You can investigate various choices, like working a little bit longer, finding ways to earn more money, minimizing spending, or moving to a lower-cost area if you run the numbers and believe you won’t have enough to retire. All of these acts can assist in bringing retirement closer.



How Much You Need to Save for Retirement by Age

It’s helpful to view the process of saving as a journey since you’ll likely have unexpected expenses and fluctuations in income over the years. Below is a guideline for how much should be saved for retirement by various age milestones.5


Age 30: One year equivalent of your salary

Age 35: 2xs your salary

Age 40: 3xs your salary

Age 45: 4xs your salary

Age 50: 6xs your salary

Age 55: 7xs your salary

Age 60: 8xs your salary

Age 67: 10xs your salary


While you need to save, you don’t have to keep it all at once. Set some reasonable goals to hit by different ages. For example, aim to commit one year’s worth of your salary by the time you reach 30.



Starting Early With Your Retirement Planning

If you’re in your 20s and think you won’t be able to retire, consider how much starting early can help. Below is a comparison of how much your retirement savings could be if you started saving at different ages by using the online savings calculator from


Let’s assume you save $3,000 per year ($250 per month) and earn an annual return of 5% on that money in your retirement account.


I started Saving at Age 40

If you started saving when you were 40 and saved $3,000 annually, earning 5% each year, you’d accumulate $203,848.30 by turning 70.


I started Saving at Age 30

If you started saving at age 30, your total retirement savings would be $370,638.19 by age 70.


I started Saving at Age 20

Starting when you’re 20 increases your savings at age 70 to $642,321.44—over three times the amount you’d have if you waited until 40 to save and invest.
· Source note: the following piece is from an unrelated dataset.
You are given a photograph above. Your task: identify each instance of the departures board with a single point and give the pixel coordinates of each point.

This growth is due to compounding, the interest or investment gains reinvested over the years.


As a result, young people have time on their side, and if you start saving early, you can use the power of compounding to your advantage.



What is an excellent monthly retirement income?

To calculate how much you need to live on in retirement, take 80% of your current salary. For example, if you currently earn $70,000 per year, 80% would be $56,000, which is how much income you’d need.